Nicole Ozer at the American Civil Liberties Union of Northern California thinks that the technology could put the children at risk. “Without real security, RFID chips could actually make preschoolers more vulnerable to tracking, stalking and kidnapping,” Ozer said in an ACLU blog post.
So it should make people wonder, the preschoolers in California are they really safe? Is it fair to the children to put them at such a risk because the adults want to make their jobs less tedious?
And speaking of tedious jobs, Wal-Mart is a supporter of RFID. The mega-chain has started placing tags in jeans and underwear. The tags have remained active even after customers took them home and disposed of them in the trash.

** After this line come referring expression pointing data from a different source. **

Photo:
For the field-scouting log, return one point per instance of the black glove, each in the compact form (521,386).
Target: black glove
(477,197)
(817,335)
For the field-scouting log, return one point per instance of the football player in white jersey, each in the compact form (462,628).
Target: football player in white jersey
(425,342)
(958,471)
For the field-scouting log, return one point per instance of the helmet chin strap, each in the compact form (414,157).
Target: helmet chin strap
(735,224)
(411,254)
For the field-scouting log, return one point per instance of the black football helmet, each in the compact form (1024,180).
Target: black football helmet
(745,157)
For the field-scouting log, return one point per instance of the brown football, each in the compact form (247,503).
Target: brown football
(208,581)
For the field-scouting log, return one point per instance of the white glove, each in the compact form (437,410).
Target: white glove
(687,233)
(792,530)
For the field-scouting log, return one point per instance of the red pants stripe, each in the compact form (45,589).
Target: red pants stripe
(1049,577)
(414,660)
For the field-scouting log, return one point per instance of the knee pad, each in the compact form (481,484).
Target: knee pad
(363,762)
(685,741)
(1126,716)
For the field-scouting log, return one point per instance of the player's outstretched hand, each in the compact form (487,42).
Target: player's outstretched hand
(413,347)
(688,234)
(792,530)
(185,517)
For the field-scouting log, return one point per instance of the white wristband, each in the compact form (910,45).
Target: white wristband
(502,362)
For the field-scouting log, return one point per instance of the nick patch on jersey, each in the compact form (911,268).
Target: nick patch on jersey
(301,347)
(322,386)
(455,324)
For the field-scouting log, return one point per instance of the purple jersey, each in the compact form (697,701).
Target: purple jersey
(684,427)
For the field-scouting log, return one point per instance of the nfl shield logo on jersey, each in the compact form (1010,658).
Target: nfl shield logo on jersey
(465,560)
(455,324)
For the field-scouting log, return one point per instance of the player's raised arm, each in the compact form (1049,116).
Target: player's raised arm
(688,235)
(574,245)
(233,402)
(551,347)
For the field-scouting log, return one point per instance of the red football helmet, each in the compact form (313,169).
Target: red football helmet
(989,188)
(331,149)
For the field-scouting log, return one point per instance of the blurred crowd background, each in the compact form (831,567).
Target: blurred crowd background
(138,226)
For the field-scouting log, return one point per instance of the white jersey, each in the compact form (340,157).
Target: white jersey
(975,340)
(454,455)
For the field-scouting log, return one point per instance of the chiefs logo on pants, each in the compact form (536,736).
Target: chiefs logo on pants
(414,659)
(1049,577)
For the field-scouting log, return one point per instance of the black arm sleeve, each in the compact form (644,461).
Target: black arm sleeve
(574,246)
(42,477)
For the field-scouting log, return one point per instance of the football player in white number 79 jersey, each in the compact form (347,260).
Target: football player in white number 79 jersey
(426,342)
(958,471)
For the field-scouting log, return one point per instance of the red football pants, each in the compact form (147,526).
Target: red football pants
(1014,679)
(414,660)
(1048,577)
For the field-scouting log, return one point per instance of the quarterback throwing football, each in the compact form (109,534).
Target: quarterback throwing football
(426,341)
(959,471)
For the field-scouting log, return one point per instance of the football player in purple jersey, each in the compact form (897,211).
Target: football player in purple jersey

And again, that seems to be a theme with modern RFID tags. While the tags were meant to make consumers lives and certain people’s jobs easier, they have potentially put an even greater amount of people at risk.
That means any scumbag with a few hundred bucks lying around could purchase an RFID signal receiver and scan your trash to get information about you. Things like your recent purchases, and where you shop for example. In a short amount of time they might even be able to use the scraps of radio wave data to pick up some of your habits.
Supporters of the RFID industry argue that delicate information would be protected because the information would be listed as a serial number and you would need access to the retailer’s server to get information about your trash contents.
However servers can be hacked, and no information is truly safe once it is made digital.
Digital Privacy advocates wonder if we can trust retailers to manage this information on their own. And they have a point.
How are these retail giants who care mostly about maximizing profit really going to use your information? Are they all of a sudden going to bump customer privacy ahead of profit on their list of priorities?
It is creepy to think that the retail chains that I shop at could possibly use RFID to track what I buy, how often I buy it, and what other stores I go to when I leave their store. Money makes the rules, and the use of RFID is going to increase in the near future.